I’m a beginner, knowing just enough to get by in Spanish-speaking countries using a limited vocabulary and creative gestures. But the fluent speakers are kind, helping newbies when we stumble.

Amanda Reichert, who owns Olé Café and the Vámonos Language Center school, says many fluent speakers remember how hard it is to pick up a new language. “When they see people trying and see them experiencing the struggle, they’re adamant about being able to help,” she says.

Reichert used to hold in-person classes and casual Spanish-language gatherings, including book clubs and game nights, at her brick-and-mortar Olé Café near Green Lake.
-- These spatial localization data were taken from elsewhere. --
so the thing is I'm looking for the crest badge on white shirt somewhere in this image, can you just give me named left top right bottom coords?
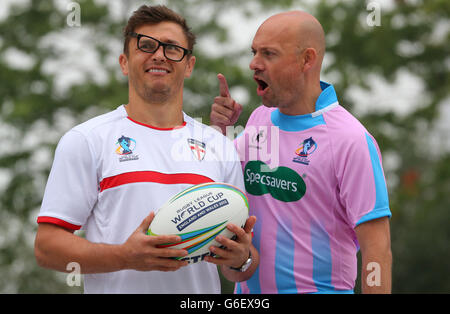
left=187, top=138, right=206, bottom=161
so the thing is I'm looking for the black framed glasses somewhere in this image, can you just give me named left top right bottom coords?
left=129, top=32, right=192, bottom=62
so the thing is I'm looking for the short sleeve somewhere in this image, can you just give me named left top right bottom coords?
left=37, top=130, right=98, bottom=230
left=336, top=132, right=391, bottom=228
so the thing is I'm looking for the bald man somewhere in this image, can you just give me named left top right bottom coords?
left=209, top=11, right=392, bottom=294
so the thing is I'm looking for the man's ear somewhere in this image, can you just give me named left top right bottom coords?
left=301, top=48, right=318, bottom=73
left=119, top=53, right=129, bottom=76
left=184, top=55, right=196, bottom=78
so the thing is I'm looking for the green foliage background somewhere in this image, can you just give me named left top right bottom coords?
left=0, top=0, right=448, bottom=293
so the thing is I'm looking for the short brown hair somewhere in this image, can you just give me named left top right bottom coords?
left=123, top=5, right=196, bottom=56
The cafe still hosts such events, but online now.

Their online chats, like the café, are “a space where it’s clear that people are there to practice and learn,” she says.
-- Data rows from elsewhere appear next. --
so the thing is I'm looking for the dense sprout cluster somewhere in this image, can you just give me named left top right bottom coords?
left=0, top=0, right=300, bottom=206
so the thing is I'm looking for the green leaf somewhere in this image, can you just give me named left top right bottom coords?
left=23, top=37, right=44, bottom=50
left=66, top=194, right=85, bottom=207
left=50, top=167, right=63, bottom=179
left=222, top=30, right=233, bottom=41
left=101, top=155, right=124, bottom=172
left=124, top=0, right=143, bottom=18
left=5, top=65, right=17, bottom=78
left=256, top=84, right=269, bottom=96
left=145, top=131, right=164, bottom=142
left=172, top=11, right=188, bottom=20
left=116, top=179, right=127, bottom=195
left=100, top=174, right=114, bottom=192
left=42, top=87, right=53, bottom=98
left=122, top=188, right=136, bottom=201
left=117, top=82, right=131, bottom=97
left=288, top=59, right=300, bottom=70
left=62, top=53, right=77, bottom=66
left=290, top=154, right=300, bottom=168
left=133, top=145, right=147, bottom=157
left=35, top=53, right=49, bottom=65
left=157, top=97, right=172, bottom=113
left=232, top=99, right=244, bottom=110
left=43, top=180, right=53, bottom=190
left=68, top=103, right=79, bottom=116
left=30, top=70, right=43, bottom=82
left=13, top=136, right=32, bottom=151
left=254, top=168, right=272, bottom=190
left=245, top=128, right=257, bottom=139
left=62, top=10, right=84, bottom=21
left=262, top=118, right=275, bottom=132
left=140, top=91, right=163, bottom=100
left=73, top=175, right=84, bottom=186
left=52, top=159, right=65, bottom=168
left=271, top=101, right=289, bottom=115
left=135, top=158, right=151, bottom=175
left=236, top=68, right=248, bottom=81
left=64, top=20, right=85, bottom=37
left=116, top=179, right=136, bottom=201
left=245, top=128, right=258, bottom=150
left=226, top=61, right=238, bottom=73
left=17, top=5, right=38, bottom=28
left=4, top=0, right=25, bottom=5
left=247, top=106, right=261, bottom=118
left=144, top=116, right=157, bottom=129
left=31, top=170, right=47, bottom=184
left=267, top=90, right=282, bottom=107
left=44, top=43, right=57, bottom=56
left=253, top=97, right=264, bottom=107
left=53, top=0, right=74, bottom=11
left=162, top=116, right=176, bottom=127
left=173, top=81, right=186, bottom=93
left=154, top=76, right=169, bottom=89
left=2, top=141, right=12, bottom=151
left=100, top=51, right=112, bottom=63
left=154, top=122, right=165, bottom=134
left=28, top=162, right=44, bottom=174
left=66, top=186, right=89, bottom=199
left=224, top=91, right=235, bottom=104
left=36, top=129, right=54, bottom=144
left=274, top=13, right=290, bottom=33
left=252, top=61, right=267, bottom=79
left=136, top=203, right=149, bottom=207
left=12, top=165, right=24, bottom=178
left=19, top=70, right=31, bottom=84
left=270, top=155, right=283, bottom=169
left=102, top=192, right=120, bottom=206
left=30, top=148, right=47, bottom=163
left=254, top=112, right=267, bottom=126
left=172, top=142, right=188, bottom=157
A few days later, I contribute more during the Seattle French Conversation Meetup, though my junior-high French is usually rusting away in the back of my mind. It feels invigorating to dust off long-unused phrases that emerge relatively easily in the context of an immersive conversation.
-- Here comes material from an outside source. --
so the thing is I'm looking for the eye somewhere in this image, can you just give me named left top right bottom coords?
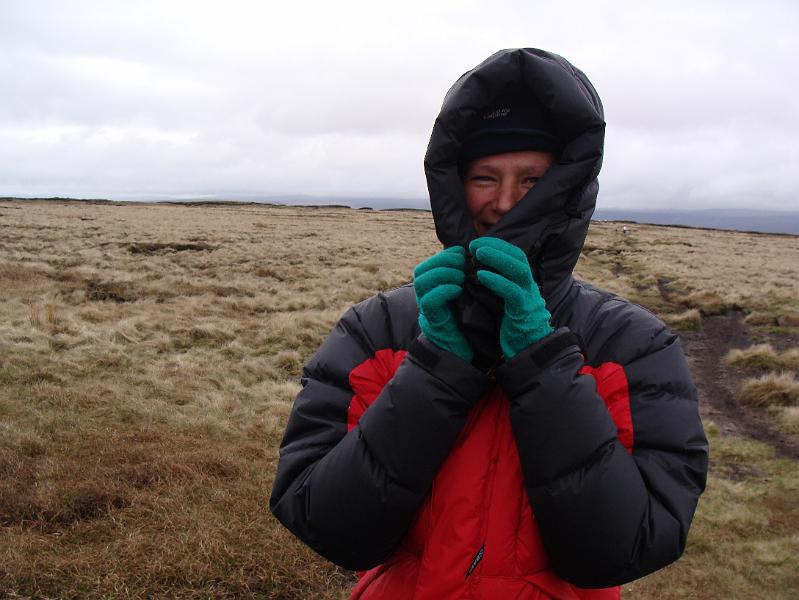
left=469, top=174, right=497, bottom=186
left=523, top=176, right=540, bottom=186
Later, organizer Beverly Aarons tells me this group has been meeting, in various configurations, for 10 years now. Some of the members, including Aarons, have lived in French-speaking places. Others are reviving the French we learned long ago or practicing something new.

Group members used to get together in cafes scattered around Seattle. The idea, Aarons says, was to give people a reason to meet neighbors they might have something in common with. The group also hosted twice-a-year parties that drew up to 150 people.

Meeting by videoconference is a bit different.

“A cafe can be noisy, but it was very easy to talk to one other person at a time. Sitting in front of a screen can be intimidating,” Aarons says.

Still, the online meetings “have gone really well,” she says. Between her and co-organizer Marc Becraft, the group hosts one Wednesday and two Saturday meetings a month.

As with the Spanish group I joined, this one includes speakers of varied fluency. “It gives people at different levels the opportunity to hear fluent speakers — and there are always a few high-level speakers,” Aarons says.

Richard Isaac used to host an in-person Hebrew language group, now on hold for the near future, and also has been part of other practice groups in his lifelong pursuit of learning languages. Through the Hebrew group, especially, “I made friends who are friends to this day,” he says.

He’s at least dabbled in 10 languages and is currently taking online Swedish classes.

Until we can travel abroad again, surrounding yourself (virtually) with people speaking the language is as close to immersion as we’ll get. And immersion is the best way to learn. “My experience is that you have to sort of dive in and not worry about making a fool of yourself. The more you practice, the more you learn,” Isaac says.